We also saw cases of therapy-related MDS in patients treated with fludarabine alone or with those who had fludarabine after an alkylating agent. Others have reported MDS after autograft when a fludarabine induction or conditioning regimen was used. So can fludarabine cause therapy related MDS. From our experience of other similar drugs (those with substitute purine or pirimidine bases) we would not expect it to, but fludarabine has a profound effect of the regulatory T cells and one can envision a role here. One of the roles of regulatory T cells is to suppress small malignant clones that may arise from DNA damage. Without this role, one can imagine these errant clones expanding and replacing the normal marrow.

So does this happen with FCR? It may be too early to tell. So far there have been no reports in teh German CLL8 trial of this happening.

Parallel to the CLL8 trial which was for untreated patients, Roche ran a similar trial for previously treated patients. I was chairman of the Data Monitoring Panel for that trial, and we were struck by the occurrence of neutropenia in these patients. These events have now been published so I guess that there is no harm in relating our concern. Neutropenia was sometimes prolonged after the treatment finished, and sometimes recurred some months after it had recovered. I was very concerned that this might be secondary MDS and convinced Roche that bone marrows should be sent out to expert reviewers to look for it. This they did and amongst those who reviewed the marrows was Barbara Bain, perhaps the leading hematopathologist in the world. She could find no evidence of MDS.
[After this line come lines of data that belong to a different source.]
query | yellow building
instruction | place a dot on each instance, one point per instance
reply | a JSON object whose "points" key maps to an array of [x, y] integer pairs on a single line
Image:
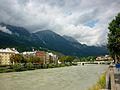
{"points": [[5, 55]]}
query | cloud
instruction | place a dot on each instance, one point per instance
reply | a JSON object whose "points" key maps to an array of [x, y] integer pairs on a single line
{"points": [[85, 20], [4, 29]]}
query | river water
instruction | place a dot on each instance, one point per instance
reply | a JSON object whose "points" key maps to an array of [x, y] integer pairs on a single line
{"points": [[64, 78]]}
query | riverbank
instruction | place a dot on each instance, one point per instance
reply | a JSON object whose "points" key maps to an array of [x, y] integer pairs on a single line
{"points": [[101, 84], [66, 78], [29, 66]]}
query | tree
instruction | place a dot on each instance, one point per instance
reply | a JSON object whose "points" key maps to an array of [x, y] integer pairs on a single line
{"points": [[0, 59], [114, 38]]}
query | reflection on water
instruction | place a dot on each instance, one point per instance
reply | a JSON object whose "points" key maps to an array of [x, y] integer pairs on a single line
{"points": [[65, 78]]}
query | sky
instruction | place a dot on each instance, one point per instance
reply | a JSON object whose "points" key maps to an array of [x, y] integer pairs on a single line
{"points": [[85, 20]]}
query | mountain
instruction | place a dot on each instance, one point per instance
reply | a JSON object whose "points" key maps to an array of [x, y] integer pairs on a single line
{"points": [[56, 42], [22, 39]]}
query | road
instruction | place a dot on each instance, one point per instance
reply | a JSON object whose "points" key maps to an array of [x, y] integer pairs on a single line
{"points": [[64, 78]]}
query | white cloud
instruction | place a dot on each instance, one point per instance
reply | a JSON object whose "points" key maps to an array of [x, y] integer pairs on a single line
{"points": [[4, 29], [67, 17]]}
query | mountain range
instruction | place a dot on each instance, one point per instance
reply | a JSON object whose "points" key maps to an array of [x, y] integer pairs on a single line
{"points": [[23, 40]]}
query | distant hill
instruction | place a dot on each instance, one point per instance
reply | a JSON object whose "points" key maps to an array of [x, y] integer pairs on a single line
{"points": [[21, 39]]}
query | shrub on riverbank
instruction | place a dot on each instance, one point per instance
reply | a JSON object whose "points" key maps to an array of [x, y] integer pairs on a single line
{"points": [[100, 84]]}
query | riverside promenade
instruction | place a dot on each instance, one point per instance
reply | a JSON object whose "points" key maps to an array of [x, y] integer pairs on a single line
{"points": [[114, 78], [117, 78]]}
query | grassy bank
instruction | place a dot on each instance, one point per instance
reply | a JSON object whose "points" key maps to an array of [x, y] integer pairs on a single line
{"points": [[100, 84]]}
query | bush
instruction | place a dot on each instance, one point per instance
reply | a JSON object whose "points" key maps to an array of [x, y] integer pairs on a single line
{"points": [[100, 84], [18, 67], [62, 65], [29, 66], [51, 66]]}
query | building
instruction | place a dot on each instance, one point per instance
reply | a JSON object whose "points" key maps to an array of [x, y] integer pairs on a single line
{"points": [[42, 55], [53, 58], [29, 53], [5, 55]]}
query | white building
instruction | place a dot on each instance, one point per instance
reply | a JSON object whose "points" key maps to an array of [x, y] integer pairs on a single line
{"points": [[5, 55]]}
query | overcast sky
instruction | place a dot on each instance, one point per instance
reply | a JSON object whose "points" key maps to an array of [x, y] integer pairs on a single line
{"points": [[85, 20]]}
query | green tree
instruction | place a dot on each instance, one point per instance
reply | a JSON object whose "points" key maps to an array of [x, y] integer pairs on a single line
{"points": [[0, 59], [114, 38]]}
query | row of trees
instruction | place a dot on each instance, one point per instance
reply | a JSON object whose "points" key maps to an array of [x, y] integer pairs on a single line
{"points": [[18, 58], [114, 38]]}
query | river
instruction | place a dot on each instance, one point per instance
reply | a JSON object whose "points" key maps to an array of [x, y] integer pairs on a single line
{"points": [[64, 78]]}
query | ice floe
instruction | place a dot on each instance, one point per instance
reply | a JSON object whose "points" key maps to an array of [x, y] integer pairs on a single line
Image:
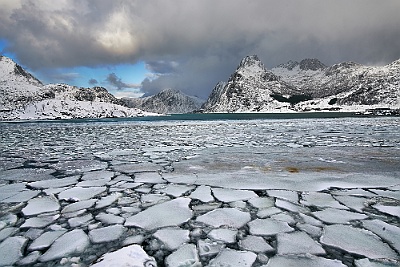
{"points": [[229, 217], [357, 241], [170, 213], [130, 256]]}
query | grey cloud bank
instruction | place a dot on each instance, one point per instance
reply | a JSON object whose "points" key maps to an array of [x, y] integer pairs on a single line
{"points": [[194, 44]]}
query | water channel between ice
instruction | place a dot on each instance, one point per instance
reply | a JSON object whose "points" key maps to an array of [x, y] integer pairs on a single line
{"points": [[263, 192]]}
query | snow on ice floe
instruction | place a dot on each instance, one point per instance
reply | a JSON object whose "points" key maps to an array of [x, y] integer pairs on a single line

I believe that the long standing neutopenia following rituximab is nothing to do with MDS, but involves the sequestering of neutrophils in the spleen and elsewhere, because of the fact that neutrophils have Fc receptors that bind to immunoglobulin. I am not sure of the precise mechanism and more work needs to be done. Characteristically such patients respond poorly to Neupogen. I would certainly like to see more research done in this area.

6 comments:

Anonymous said...

In this last group that you mentioned...those with post rituximab neutropenia...does splenic sequestration of neutrophils preclude their release in the circumstance of infection? In other words, is the neutropenia more cosmetic than worrisome in this group?

Terry Hamblin said...

Not certain, but I suspect so.

Anonymous said...

I don't understand why patient were being simultaneously dxed with CLL and MDS. What is the relationship? Was it misdiagnosis or does CLL turn into MDS?

john liston

Terry Hamblin said...

No, they just happened to have two diseases at the same time, both diagnosable from a bone marrow aspirate. Just a coincidence? or is there an underlying tendency to bone marrow malignancy.

CLL CANADA said...

A new study published in Leukemia has looked at treatment related MDS/AML in fludarabine combo therapies.

5 of 82 patients with CLL developed t-MDS/AML.

They state: "There was a trend toward prior cytotoxic therapy increasing the risk for t-MDS/AML (P=0.067). Fludarabine combination chemotherapy is associated with a moderate risk of t-MDS/AML particularly when combined with mitoxantrone."



~chris

Leukemia , (21 October 2010) | doi:10.1038/leu.2010.218

Anonymous said...

FCR has been linked to both MDS and Richter's transformation.

With that, and the other options out there (Revlimid and rituximab, high-dose methylprednisolne with rituximab, chlorambucil, EGCG, and others), why would one even consider FCR if they have other options?

FCR can't be a gold standard when it starts killing people by itself.